There is much more than that but the good news is, that this has all started. The National Security Secretariat provides for coherence across government and their permanent secretary will give some insight into the work they are doing, on behalf of the government, in the coming weeks.

Finally, I want to say this. Just at the moment, I could not be more proud to be your governor. From my first day I knew I could never be ‘you’, but I did promise I would do my best to support ‘you’ and commit to ‘you’.

Much of what I normally say is about the extraordinary talent and potential we have in these Islands. Much of what I have just said is about external support. Just at the moment you deserve every bit of external support you have received, and you will receive, because you have been steadfast and resilient during five years of extraordinary pressure.

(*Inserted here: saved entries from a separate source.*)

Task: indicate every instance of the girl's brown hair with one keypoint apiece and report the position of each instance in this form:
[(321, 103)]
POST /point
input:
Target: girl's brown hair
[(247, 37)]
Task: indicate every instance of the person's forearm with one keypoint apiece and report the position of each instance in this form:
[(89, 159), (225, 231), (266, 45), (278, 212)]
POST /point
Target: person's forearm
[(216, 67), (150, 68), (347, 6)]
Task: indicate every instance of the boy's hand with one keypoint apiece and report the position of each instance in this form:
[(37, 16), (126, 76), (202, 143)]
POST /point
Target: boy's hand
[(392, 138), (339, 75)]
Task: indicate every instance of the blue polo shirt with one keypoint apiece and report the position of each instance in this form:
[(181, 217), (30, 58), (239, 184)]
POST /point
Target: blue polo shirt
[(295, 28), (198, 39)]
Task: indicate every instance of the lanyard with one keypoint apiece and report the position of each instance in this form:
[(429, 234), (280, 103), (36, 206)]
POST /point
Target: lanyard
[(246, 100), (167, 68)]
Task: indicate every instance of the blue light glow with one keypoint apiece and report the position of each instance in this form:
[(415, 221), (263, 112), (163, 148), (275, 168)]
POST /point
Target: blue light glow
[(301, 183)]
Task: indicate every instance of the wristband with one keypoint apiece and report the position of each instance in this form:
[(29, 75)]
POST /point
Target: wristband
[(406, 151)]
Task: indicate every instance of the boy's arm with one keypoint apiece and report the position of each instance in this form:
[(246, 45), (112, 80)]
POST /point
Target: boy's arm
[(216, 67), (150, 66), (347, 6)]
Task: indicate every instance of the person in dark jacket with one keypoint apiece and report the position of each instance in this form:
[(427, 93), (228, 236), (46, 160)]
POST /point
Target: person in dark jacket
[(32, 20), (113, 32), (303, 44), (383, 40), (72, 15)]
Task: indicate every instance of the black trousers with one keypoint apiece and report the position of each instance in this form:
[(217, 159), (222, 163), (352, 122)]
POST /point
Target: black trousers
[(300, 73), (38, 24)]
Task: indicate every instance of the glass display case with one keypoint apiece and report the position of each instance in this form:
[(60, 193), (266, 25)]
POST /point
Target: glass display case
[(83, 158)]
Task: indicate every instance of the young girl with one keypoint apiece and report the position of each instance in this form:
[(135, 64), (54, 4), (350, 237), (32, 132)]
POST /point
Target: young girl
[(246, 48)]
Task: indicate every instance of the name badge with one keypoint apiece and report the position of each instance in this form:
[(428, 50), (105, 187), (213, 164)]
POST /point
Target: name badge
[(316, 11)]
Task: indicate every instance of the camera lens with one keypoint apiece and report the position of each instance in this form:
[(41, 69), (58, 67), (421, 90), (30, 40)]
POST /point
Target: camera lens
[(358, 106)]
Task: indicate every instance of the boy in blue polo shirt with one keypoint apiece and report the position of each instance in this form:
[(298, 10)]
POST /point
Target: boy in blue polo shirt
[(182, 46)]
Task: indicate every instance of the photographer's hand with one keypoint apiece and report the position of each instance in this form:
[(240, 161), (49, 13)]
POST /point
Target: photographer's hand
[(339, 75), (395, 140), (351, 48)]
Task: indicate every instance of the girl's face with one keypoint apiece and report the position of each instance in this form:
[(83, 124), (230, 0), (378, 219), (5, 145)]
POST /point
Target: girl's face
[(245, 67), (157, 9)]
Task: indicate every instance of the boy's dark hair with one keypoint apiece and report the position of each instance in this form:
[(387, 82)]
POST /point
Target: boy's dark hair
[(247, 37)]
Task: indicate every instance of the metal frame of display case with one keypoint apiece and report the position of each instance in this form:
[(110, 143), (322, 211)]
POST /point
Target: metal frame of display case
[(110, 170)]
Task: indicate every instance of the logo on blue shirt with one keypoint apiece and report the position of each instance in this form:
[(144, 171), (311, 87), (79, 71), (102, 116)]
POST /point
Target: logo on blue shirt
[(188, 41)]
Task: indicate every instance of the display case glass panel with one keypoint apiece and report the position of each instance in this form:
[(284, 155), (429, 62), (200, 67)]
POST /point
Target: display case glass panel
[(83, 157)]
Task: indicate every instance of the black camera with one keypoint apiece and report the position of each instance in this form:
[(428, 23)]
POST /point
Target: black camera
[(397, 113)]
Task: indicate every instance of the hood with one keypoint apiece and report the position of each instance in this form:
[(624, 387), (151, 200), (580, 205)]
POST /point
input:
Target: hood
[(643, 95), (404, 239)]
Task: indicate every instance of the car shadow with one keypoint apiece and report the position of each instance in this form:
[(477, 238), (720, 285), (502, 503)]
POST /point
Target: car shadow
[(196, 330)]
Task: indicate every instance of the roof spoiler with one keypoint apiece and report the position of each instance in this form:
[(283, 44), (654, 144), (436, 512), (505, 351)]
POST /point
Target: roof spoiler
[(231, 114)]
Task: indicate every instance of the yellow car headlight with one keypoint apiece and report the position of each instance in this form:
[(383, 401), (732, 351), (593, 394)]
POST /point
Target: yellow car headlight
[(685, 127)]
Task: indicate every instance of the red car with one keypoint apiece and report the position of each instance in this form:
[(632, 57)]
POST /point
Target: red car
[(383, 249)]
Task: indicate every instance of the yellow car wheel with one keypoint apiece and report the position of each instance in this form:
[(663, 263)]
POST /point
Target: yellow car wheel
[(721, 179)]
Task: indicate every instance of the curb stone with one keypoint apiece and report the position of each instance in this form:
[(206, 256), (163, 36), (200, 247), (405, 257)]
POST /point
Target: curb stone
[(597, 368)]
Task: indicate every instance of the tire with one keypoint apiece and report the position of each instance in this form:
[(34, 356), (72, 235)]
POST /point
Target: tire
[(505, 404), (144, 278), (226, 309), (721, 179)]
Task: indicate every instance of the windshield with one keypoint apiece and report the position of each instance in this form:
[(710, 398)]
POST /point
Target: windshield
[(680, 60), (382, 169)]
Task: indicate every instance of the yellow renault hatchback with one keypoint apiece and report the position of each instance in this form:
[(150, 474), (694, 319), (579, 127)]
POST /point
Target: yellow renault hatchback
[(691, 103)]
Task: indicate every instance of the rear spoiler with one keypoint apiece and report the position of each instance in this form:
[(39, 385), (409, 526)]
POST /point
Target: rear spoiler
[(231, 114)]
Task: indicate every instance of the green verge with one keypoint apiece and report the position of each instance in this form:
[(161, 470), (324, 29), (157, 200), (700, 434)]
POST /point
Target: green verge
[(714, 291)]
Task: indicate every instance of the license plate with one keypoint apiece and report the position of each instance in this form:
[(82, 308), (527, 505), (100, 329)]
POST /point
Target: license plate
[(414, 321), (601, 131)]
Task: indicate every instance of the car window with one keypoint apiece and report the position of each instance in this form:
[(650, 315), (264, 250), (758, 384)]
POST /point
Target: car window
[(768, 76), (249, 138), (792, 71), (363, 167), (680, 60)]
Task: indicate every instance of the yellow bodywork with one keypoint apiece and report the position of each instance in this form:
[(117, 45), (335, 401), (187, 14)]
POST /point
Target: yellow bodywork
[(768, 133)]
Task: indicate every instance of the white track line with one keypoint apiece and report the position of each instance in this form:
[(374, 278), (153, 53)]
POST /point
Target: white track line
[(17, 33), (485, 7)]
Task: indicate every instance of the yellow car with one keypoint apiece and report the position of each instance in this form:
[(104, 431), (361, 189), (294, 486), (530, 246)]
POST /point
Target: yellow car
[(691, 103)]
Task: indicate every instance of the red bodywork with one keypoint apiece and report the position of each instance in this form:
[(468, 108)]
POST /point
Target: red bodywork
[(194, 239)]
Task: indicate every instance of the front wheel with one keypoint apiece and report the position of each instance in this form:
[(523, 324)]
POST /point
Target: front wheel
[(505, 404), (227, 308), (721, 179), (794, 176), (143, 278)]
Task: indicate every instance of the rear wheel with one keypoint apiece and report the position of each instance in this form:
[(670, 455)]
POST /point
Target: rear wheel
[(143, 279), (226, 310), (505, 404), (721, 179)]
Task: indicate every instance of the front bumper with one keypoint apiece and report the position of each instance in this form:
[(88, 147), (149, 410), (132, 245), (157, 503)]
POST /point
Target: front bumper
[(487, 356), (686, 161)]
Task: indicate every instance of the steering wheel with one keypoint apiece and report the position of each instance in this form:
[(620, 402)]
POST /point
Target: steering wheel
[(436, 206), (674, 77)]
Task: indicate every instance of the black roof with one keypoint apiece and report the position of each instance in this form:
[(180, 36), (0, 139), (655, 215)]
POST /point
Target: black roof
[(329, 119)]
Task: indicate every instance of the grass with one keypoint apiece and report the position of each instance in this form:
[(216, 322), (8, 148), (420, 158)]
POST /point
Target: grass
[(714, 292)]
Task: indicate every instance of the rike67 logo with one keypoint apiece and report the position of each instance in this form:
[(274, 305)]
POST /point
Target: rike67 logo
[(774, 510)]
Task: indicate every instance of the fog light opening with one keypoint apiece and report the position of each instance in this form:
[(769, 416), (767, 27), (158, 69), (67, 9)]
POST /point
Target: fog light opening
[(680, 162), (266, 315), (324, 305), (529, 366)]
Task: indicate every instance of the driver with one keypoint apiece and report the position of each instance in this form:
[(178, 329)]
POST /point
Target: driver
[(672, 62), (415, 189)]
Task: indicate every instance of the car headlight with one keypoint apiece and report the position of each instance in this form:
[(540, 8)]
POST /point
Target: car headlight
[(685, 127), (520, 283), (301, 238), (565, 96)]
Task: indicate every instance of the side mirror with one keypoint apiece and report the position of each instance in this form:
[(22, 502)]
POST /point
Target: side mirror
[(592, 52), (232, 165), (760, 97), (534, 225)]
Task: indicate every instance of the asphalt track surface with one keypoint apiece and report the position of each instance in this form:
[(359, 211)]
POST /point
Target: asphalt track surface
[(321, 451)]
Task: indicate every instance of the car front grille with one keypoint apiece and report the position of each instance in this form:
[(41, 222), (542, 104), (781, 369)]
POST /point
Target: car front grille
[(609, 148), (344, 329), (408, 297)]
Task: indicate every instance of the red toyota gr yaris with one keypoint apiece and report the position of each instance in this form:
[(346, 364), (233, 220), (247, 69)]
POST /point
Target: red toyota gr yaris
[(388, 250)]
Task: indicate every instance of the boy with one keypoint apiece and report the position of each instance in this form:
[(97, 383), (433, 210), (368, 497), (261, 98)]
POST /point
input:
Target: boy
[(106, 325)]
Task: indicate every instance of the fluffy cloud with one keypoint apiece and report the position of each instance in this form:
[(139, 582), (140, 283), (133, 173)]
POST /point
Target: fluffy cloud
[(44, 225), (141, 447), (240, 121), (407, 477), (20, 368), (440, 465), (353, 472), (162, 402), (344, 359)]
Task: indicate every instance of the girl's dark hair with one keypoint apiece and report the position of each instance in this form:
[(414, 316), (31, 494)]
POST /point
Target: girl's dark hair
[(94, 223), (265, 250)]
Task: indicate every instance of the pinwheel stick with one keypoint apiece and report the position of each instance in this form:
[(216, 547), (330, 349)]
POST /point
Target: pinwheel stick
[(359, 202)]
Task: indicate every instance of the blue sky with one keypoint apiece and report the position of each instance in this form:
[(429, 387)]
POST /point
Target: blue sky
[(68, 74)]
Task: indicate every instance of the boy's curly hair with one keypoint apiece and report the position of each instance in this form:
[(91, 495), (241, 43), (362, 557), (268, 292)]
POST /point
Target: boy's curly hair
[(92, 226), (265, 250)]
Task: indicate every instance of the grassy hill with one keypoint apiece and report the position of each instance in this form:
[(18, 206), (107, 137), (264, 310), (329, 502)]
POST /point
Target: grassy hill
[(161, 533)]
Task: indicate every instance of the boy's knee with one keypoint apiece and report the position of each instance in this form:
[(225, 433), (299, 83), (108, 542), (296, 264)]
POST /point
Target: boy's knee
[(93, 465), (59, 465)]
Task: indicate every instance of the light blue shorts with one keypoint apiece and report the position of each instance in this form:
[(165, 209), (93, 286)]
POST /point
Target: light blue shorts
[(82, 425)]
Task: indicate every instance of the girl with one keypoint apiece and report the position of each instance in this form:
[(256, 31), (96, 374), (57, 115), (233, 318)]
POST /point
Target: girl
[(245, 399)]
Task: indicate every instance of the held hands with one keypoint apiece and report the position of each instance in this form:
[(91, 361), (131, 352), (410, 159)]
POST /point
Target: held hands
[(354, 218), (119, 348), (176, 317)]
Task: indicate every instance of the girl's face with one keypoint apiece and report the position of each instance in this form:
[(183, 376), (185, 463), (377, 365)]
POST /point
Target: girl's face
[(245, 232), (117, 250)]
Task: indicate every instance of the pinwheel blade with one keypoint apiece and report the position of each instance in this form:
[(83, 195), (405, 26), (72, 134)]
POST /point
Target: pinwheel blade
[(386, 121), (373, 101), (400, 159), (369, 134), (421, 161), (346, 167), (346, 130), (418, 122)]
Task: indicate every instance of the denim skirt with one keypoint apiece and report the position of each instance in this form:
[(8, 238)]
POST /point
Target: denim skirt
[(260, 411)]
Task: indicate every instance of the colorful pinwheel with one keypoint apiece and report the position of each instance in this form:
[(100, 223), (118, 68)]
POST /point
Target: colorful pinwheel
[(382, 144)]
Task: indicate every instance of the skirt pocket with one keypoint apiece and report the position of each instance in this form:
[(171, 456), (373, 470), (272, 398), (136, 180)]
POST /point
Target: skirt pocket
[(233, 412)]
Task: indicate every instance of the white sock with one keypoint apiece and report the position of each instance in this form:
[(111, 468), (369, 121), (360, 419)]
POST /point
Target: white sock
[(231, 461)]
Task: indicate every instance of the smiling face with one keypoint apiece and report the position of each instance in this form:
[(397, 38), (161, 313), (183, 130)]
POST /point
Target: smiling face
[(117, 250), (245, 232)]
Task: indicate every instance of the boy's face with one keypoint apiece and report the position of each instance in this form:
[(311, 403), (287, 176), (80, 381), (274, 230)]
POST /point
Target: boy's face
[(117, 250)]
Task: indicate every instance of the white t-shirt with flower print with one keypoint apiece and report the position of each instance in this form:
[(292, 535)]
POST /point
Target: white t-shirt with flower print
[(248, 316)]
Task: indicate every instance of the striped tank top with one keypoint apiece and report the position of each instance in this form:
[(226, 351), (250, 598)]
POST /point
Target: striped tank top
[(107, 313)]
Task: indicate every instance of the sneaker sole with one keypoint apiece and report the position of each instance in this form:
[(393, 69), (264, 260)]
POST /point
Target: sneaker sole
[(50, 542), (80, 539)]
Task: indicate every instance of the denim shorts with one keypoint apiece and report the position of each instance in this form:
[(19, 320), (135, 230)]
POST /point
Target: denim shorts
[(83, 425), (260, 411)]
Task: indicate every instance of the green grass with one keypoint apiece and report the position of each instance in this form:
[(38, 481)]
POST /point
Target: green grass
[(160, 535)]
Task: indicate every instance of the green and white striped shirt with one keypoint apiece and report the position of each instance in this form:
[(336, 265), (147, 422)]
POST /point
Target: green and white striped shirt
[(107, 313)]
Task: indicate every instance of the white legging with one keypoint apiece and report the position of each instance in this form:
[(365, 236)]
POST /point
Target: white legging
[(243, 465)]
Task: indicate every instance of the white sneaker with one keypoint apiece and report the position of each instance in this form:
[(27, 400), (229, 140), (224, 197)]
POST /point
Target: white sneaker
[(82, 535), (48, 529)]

As a small Island community you defy the laws of gravity. Normally a disaster knocks such a community backwards to the point it can never quite get back to where it was. Not you.

In five years you have absorbed three hurricanes, two at Category 5 and one, a few weeks ago, at Category 3. We absorbed a global pandemic that stretched the Territories health system, a system totally unprepared set against our economy that was and is completely reliant on international travel.

We are presently absorbing an upswing in gang-related murder that is alien to TCI but almost endemic to the region, at levels that almost no UK Police Force could tackle alone, and which has brought the problems of the region, in terms of drugs, gangs and guns, to our literal doorstep.

But look where we are and where we will be.

It was very hard for many in TCI, but there is almost no other nation who came out of the pandemic stronger than they went into it, or who dealt with it in the systematic and consistent way we did. No debt, visitor numbers up, globally high vaccination rates, brand enhanced, tourist industry describing us as the best in the world.

God indeed saved us from the worst of hurricane FIONA; yet seasoned veterans of Hurricanes had to notice how much better the Territories response was, and also how quickly we could bring in phased, outside support. That wasn’t accidental but because lessons had been applied, local capability in say the Regiment built, and Government command and control had practiced over and over again.

We know how to manage and learn from crisis and we will do the same on crime. Crisis properly illuminates issues that cannot be ignored not just by us but by others. Three weeks ago, while we had great support from OPBAT on our borders, we were in this fight against crime broadly alone with very useful UK support.

Now we are very clearly in a fight but with a full range of partners, helping us, because they really do know that in this interconnected region we are all in this together. We are not recipients of charity, we are working with partners that know we are stronger together.

The UK support now flowing in – some of it long planned but now being realised: a big detective effort; access to intelligence; maritime surveillance support and the UK’s equivalent of the FBI – the National Crime Agency – thoroughly engaged – does change the game.

And that is before we tip our hat to our friends in The Bahamas who are literally shoulder-to shoulder with our brave Tactical and Response officers, to Jamaica who stands ready, particularly in terms of intelligence, and to multiple US agencies, some who are here right here, right now, defending our borders.

The greatest crime would be to not seize the opportunity this crisis presents. The premier and I can assure you, we do not intend to miss that. As the pandemic hit us, as the hurricanes hit us, we will emerge stronger, because that is in the nature of these resilient by nature, Turks and Caicos Islands, and their indomitable residents, of which I am proud to be just one.